December isn’t the most exciting or encouraging month in the gardening year, but it’s the right time to clear the decks ready for the new year. Indoors we refer to spring cleaning, but in the garden the best time to focus on hygiene and tidiness is late autumn or early winter.

Since we’ve become much more mindful of attracting wildlife into our gardens the tightrope we tread between doing good and perpetuating bad has become much narrower. On one hand piles of dead and decaying leaves are good for birds, worms and the many beneficial insects that inhabit our gardens, on the other hand they shelter gardeners’ foes such as slugs and snails. In general one should remove blankets of fallen leaves from the crowns of any plants that stay green over winter, especially those from Mediterranean climes. It’s wise to keep paths, cold-frames and greenhouse glass free from slippery, light-reducing foliage.

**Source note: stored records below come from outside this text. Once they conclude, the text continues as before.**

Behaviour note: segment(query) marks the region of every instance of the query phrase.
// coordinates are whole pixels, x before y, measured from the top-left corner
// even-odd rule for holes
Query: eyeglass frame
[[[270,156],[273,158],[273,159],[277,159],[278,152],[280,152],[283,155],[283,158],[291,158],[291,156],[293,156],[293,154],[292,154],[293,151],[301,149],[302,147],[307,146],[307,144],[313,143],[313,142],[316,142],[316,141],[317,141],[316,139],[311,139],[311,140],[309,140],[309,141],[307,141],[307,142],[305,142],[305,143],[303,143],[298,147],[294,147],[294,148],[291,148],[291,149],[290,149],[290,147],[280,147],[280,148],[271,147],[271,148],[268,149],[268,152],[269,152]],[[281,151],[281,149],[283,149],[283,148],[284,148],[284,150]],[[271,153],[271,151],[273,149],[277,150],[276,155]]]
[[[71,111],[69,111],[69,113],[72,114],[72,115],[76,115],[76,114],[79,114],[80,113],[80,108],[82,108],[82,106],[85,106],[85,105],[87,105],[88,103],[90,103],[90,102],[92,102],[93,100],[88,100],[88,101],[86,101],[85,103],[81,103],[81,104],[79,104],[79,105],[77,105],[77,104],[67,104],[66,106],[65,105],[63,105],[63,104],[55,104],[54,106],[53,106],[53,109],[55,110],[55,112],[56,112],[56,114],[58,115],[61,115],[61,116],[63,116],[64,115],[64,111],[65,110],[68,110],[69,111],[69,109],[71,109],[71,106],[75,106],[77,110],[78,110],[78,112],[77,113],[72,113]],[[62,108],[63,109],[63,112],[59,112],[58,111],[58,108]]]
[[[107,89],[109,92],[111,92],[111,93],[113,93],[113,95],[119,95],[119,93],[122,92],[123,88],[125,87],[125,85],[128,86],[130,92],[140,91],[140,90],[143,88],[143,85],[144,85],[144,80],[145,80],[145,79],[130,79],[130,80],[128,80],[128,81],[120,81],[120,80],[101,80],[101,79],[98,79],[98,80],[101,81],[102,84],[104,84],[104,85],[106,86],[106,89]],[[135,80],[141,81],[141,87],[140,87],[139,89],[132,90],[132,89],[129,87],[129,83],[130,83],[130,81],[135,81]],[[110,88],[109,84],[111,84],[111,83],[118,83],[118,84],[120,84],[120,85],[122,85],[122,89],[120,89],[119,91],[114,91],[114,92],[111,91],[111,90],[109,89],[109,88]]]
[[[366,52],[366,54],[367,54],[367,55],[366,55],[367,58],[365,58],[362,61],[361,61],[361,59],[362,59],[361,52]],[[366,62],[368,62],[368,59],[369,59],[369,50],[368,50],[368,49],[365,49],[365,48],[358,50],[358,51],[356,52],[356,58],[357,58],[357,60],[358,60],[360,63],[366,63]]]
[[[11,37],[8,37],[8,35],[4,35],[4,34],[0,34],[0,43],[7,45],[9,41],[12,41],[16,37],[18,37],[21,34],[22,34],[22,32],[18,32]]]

Greenhouses require a good scrub before winter comes to reduce the chance of pest infestations and to minimise outbreaks of grey mould. I choose a mild day so that my plants are not shocked by having to stand outside for a few hours while I do this. Good ventilation on warmer days will help, as will diligent removal of fallen leaves. I try to minimise watering and avoid splashing foliage at all costs. Winter is also the best time to clean garden tools since these can also be responsible for spreading disease. I am woefully bad at doing this, so, do as I say, not as I do!

Before I bring any plants indoors I go over each one with a fine-tooth comb to make sure I am not inadvertently giving some little blighter a 5 star, all-inclusive winter break. I found a slug in my bath sponge this morning, which even for me is a step too close to nature. TFG.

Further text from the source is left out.